The central finding is that a computation-free rule can come close to the optimum, but only if it reasons over the right signals: the electricity price, the battery state of charge, and the time to the next departure. My best heuristic, Departure Urgency, folds all three into a single ratio comparing the energy still needed against the time left to the next expected departure τ(m)\tau(m):

ρt=min{1,etgtetumaxηcωτ(m)}\rho_t = \min\left\{1, \frac{e^{\text{tgt}} - e_t}{u_{\max}\,\eta_c\,\omega\,\tau(m)}\right\}

It charges whenever the price is cheap relative to ρt\rho_t, and reaches the optimum to within about 67% in the baseline while reproducing its structure: front-loading charge ahead of likely trips and treating price only as a secondary signal. This is essentially a systematic version of "charge before trips, prefer cheap hours". Rules that track only one side of the trade-off, or follow a fixed schedule, are worse by one to several orders of magnitude.

Bar chart of expected total cost for the optimal policy and seven heuristic policies, log scale
Expected total cost per policy (log scale), split into charging cost (solid) and unserved-demand penalty (hatched). The urgency rules sit closest to the optimum; rules that under-charge are dominated by the penalty.

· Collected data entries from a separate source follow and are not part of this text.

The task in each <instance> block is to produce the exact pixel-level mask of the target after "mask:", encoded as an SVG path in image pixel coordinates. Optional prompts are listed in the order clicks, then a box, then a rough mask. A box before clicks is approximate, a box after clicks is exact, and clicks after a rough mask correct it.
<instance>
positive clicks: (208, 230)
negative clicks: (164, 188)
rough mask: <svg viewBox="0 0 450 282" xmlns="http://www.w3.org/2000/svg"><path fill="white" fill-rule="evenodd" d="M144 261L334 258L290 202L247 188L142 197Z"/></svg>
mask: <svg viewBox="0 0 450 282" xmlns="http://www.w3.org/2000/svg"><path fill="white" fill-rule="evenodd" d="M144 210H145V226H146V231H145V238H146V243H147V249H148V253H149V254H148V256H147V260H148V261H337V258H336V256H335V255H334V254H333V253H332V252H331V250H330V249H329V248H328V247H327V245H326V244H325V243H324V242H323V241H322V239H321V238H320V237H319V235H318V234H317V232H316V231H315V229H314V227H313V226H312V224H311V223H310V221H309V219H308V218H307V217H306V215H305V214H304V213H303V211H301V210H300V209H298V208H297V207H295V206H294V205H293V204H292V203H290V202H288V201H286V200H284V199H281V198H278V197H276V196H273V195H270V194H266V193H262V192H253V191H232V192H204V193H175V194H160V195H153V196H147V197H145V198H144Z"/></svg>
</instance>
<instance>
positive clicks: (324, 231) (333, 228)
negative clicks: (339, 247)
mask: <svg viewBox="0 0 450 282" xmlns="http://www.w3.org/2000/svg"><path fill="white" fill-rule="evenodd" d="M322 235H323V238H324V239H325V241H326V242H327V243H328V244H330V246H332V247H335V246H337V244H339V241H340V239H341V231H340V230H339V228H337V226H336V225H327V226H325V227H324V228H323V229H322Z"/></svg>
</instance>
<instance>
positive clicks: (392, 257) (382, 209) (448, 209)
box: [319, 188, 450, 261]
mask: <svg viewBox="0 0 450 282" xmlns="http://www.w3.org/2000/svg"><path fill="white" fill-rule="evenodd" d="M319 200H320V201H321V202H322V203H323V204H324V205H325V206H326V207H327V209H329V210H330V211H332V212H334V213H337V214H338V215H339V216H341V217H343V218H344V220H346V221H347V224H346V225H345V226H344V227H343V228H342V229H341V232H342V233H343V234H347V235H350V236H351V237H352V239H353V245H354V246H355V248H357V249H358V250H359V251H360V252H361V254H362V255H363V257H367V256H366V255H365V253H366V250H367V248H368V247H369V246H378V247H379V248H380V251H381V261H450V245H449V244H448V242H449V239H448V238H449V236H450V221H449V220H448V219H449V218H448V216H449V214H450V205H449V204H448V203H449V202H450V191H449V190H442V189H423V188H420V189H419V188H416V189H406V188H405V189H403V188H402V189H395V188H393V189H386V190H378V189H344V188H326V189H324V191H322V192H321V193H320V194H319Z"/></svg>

To test how far this holds, I added a negative-binomial trip-duration model for more realistic trips and a set of electricity-price models estimated from historical ENTSO-E data, then ran a sensitivity study across 28 configurations. The ranking is robust: Departure Urgency is the best heuristic in 22 of them, and the parameters that matter most are the penalty for unserved demand, the trip-duration model, and the departure profile. The takeaway is that for this model, a cheap online rule reasoning over price, charge, and time to the next departure captures much of what the exact optimal policy achieves.